If, with all reasonable adjustments in place, the disabled candidate would not be the best candidate for the job, there is no obligation on the employer to select him or her. Throughout the entire recruitment process it is important for the employer to remember that the disabled candidate is a qualified applicant who may have some additional needs in the workplace, not a ‘problem’ to be addressed. If an employer is using a recruitment agency to find candidates, or is hiring temporary agency staff, it should ensure that the agency is aware of its duties under the DDA to make reasonable adjustments.
Knowledge of the disability
An employer cannot be liable for a failure to make reasonable adjustments for a disability of which it was not aware and of which it could not reasonably be expected to be aware. Although some employers may be tempted to refrain from asking questions that could lead to them learning of a disability, this is a risky strategy as the duty also arises where an employer could reasonably be expected to know of it.
Non-disabled applicants and the DDA
The duty to make reasonable adjustments to accommodate the requirements of one candidate could be viewed as a form of positive discrimination. However, unlike most other anti-discrimination legislation, the DDA allows this and creates a statutory duty to this effect.

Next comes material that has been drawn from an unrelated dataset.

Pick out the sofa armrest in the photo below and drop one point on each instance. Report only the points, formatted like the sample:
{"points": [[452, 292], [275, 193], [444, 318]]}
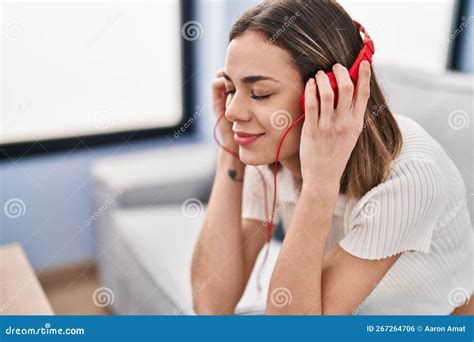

An applicant with no disability has no protection under the DDA.
The recruitment and selection process provides many opportunities for an ill-prepared employer to discriminate against disabled applicants inadvertently, so employers must consider each stage of the process carefully to ensure compliance with the DDA. The key point is that the process of making reasonable adjustments must be one centred on a discussion with the candidate, to assess precisely what measures are required. A sympathetic and constructive dialogue, supported by standardised documentation, will ensure both that the employee performs effectively and that the risk of subsequent discrimination claims is kept to a minimum.
What can employers reasonably be expected to do?
Checklist of examples of some reasonable adjustments that an employer may need to make in relation to a disabled person:
- Making adjustments to premises
- Giving, or arranging for, training or mentoring for the disabled person or any other person
- Allocating some of the disabled person’s duties to another person
- Acquiring or modifying equipment
- Transferring the disabled person to fill an existing vacancy
- Modifying instructions or reference manuals
- Altering the disabled person’s working or training hours
- Modifying procedures for testing or assessment
- Assigning the disabled person to a different place of work or training
- Providing a reader or interpreter
- Allowing the disabled person to be absent during working or training hours for rehabilitation, assessment or treatment
- Providing supervision or other support.